50. HESS J1825-137 particle transport
ID:
ivo://CDS.VizieR/J/A+A/621/A116
Title:
HESS J1825-137 particle transport
Short Name:
J/A+A/621/A116
Date:
21 Oct 2021
Publisher:
CDS
Description:
We present a detailed view of the pulsar wind nebula (PWN) HESS J1825--137. We aim to constrain the mechanisms dominating the particle transport within the nebula, accounting for its anomalously large size and spectral characteristics. The nebula is studied using a deep exposure from over 12 years of H.E.S.S. I operation, together with data from H.E.S.S. II improving the low energy sensitivity. Enhanced energy- dependent morphological and spatially-resolved spectral analyses probe the Very High Energy (VHE, E>0.1TeV) gamma-ray properties of the nebula.
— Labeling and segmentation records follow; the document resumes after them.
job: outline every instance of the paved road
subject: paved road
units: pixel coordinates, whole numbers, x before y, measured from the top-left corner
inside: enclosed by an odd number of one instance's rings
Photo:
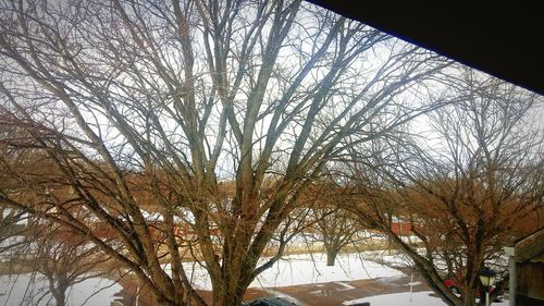
[[[135,282],[124,279],[121,281],[123,291],[119,294],[123,305],[135,305]],[[413,292],[429,291],[423,281],[418,277],[412,281]],[[358,280],[345,282],[330,282],[320,284],[304,284],[284,287],[250,289],[245,299],[255,299],[264,296],[282,296],[300,306],[342,306],[344,302],[381,295],[387,293],[399,293],[410,291],[410,277],[380,278],[372,280]],[[210,298],[210,292],[201,292]],[[152,306],[154,298],[149,292],[141,291],[138,306]]]

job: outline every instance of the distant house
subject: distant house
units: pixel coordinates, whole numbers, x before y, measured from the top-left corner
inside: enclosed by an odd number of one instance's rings
[[[544,305],[544,228],[514,246],[516,306]]]

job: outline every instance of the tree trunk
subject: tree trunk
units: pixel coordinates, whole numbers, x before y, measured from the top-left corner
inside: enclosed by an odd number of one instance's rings
[[[338,255],[337,249],[327,249],[326,250],[326,266],[334,266],[334,261],[336,261],[337,255]]]

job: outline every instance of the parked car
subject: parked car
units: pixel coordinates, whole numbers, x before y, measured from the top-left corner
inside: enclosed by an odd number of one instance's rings
[[[282,297],[262,297],[246,302],[245,306],[296,306],[297,304]]]

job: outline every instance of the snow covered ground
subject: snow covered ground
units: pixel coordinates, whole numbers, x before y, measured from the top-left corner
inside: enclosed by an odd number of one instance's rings
[[[372,306],[391,306],[391,305],[413,305],[413,306],[442,306],[446,305],[442,299],[433,296],[432,291],[393,293],[375,295],[370,297],[351,299],[345,302],[344,305],[354,305],[357,303],[370,302]],[[493,306],[508,306],[508,301],[493,303]]]
[[[55,305],[51,294],[44,295],[47,280],[32,273],[0,276],[0,306]],[[69,306],[109,306],[121,285],[108,279],[91,278],[73,285],[67,292]]]
[[[268,258],[262,258],[263,264]],[[202,267],[184,264],[186,271],[191,272],[196,287],[211,290],[211,281]],[[164,266],[170,271],[170,265]],[[277,287],[308,283],[351,281],[374,278],[401,276],[398,270],[360,258],[357,254],[339,254],[333,267],[326,266],[326,255],[322,253],[290,255],[280,259],[274,266],[264,270],[251,283],[250,287]]]

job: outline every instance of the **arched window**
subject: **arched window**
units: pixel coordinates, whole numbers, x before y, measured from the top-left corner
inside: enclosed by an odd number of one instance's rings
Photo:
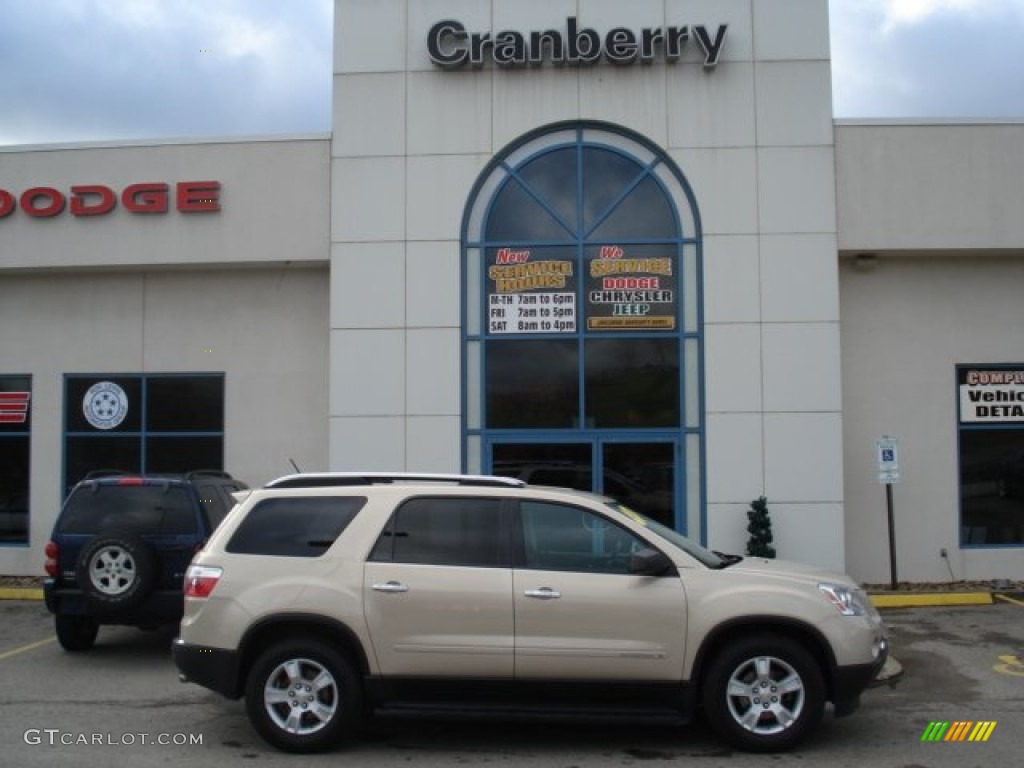
[[[603,124],[534,132],[481,174],[462,252],[467,471],[702,532],[699,219],[671,160]]]

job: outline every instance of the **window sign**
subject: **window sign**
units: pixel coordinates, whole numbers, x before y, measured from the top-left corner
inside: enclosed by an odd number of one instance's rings
[[[962,422],[1024,423],[1024,369],[962,369],[959,403]]]
[[[1024,546],[1024,365],[962,366],[961,542]]]
[[[616,245],[587,249],[587,330],[676,330],[675,258],[671,247]]]
[[[0,545],[29,543],[32,378],[0,374]]]
[[[574,267],[564,249],[487,249],[488,331],[575,333]]]

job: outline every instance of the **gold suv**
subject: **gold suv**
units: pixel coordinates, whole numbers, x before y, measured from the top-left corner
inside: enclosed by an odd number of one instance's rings
[[[719,555],[618,502],[504,477],[299,474],[251,493],[185,577],[174,660],[289,752],[385,713],[702,710],[785,750],[885,662],[849,578]]]

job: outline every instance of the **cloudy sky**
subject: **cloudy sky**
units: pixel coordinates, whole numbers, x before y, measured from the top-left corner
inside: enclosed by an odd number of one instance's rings
[[[829,5],[837,117],[1024,119],[1024,0]],[[326,132],[333,9],[0,0],[0,144]]]

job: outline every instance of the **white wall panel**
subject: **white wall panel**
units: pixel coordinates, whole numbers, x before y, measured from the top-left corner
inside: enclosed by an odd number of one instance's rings
[[[337,75],[334,125],[334,157],[404,155],[404,73]]]
[[[404,243],[331,249],[331,328],[402,328],[404,289]]]
[[[400,416],[406,408],[406,334],[331,332],[331,416]]]

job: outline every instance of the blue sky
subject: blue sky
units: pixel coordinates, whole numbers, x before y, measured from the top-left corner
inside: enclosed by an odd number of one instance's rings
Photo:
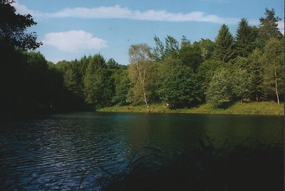
[[[283,0],[16,0],[14,6],[38,23],[29,30],[43,42],[38,50],[54,63],[100,53],[127,65],[129,47],[153,47],[155,36],[214,40],[222,23],[234,36],[242,18],[258,26],[266,7],[284,17]]]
The nebula emission is revealed to extend out to 1.5 degrees from the pulsar, ~1.5 times further than previously seen, making HESS J1825-137, with an intrinsic diameter of ~100pc, potentially the largest gamma-ray PWN currently known. Characterisation of the nebula's strongly energy-dependent morphology enables the particle transport mechanisms to be constrained. A dependence of the nebula extent with energy of R{prop.to} E^alpha^ with alpha=-0.29+/-0.04(stat)+/-0.05(sys) disfavours a pure diffusion scenario for particle transport within the nebula. The total gamma-ray flux of the nebula above 1~TeV is found to be (1.12+/-0.03(stat)+/-0.25(sys))x10^-11^cm^-2^s^-1^, corresponding to ~64% of the flux of the Crab Nebula. HESS J1825-137 is a PWN with clear energy-dependent morphology at VHE gamma-ray energies. This source is used as a laboratory to investigate particle transport within middle-aged PWNe. Deep observations of this highly spatially-extended PWN enable a spectral map of the region to be produced, providing insights into the spectral variation within the nebula.